One Step Forward, Two Steps Back

Just as I was starting to allow myself to feel a little bit excited about this adoption we got some disappointing news. We're still #2 in line so that is good. [Some other families with our agency have been transferring to our region since other regions aren't progressing as quickly as Astrakhan. I was scared we were going to be bumped back again, but our coordinator assures us that no one should be able to jump ahead of us at this point. One less thing to worry about.] So I've been assuming (yes, I know, my first mistake right there) that we would possibly hear something by the beginning/mid-May, with travel following by end of May or early June. No such luck. Turns out that the MOE in our region is taking a "holiday" for the entire month of May, so no travel invites for the month. (The MOE is the Ministry of Education; she actually gives out the referrals.) This means that we will probably not even hear any news until mid-June and travel would hopefully be end of June/beginning of July. I completely realize that this is still not a long time to wait and many other families have been waiting much longer than us.
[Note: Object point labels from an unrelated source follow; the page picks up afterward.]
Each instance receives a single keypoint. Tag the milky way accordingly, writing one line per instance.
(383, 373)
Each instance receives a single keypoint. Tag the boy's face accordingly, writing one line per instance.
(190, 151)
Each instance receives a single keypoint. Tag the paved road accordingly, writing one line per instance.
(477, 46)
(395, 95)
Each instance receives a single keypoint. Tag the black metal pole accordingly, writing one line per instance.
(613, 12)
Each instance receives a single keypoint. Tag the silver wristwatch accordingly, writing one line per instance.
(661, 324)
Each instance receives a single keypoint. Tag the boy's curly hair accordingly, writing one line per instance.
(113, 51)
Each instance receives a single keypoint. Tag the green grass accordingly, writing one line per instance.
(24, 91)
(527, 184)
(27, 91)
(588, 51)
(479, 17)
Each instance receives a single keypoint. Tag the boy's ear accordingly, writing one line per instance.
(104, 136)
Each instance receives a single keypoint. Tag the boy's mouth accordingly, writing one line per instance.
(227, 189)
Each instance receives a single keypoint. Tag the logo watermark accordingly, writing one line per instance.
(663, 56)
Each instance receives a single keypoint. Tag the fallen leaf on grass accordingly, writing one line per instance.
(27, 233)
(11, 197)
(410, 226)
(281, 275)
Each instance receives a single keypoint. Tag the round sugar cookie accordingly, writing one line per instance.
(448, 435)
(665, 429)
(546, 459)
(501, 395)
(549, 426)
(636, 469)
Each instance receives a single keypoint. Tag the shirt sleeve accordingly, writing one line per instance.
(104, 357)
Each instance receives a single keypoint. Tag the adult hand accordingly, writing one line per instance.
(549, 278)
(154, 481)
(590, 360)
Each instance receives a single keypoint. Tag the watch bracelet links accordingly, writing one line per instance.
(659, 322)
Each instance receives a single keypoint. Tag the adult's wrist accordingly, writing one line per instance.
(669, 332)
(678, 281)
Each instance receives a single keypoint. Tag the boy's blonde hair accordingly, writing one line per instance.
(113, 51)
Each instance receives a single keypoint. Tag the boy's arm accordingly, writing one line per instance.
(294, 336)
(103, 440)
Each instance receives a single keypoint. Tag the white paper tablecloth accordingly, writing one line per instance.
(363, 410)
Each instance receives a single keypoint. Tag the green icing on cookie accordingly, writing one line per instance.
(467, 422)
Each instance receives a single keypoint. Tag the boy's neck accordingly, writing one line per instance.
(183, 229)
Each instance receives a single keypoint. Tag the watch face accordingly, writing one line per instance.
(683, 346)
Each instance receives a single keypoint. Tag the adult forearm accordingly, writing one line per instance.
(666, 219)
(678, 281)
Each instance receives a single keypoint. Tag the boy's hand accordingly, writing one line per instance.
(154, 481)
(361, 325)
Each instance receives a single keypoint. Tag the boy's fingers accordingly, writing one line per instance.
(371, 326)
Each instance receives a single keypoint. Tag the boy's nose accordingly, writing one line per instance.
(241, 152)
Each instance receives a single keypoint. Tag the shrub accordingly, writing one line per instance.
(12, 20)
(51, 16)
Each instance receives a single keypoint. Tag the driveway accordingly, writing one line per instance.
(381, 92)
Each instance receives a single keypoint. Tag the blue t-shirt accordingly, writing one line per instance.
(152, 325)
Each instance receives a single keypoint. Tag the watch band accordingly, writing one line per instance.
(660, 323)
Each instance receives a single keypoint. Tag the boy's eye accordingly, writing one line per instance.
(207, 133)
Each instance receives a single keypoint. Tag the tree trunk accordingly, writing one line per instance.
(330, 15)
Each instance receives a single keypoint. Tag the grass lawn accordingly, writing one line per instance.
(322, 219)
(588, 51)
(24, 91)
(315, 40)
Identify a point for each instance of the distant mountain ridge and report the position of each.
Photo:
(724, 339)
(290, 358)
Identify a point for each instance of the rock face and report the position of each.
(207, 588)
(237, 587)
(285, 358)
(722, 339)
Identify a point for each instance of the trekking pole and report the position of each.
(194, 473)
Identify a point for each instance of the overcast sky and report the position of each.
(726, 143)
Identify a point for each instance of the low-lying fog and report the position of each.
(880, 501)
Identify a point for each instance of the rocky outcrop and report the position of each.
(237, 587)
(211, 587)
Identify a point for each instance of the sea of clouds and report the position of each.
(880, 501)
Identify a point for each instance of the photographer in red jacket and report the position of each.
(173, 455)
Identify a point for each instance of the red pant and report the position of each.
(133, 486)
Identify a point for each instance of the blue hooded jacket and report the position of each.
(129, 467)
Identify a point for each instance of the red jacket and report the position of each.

I am absolutely fine with traveling whenever we get the call. Please don't think I'm whining about that. It's just that I had started to get excited about this whole thing (which is pretty unusual; I tend to be very cautious by nature) and now that anticipation has been yanked away, once again. Sometimes the adoption process just sucks!

4 comments:

Christen L said...

that does suck :(

but, look at it this way... maybe it was meant to be for you to have more time with the boys this summer.

mommyto5 said...

I know it is the pits,sorry about the news easier to remember in hindsight there is a reason for the wait keep the faith:) I know it is hard when your hopes are up.Venting does help you are not whining.(((hugs)))

Brandie said...

My heart goes out to you. Just to read it hurts, so I know your heart is breaking. Keep smiling,keep venting, we're here to lean on!!!

Laura said...

I'm so sorry for your disappointing news :-(
It is so hard to wait! Hopefully, something will come thru soon for you.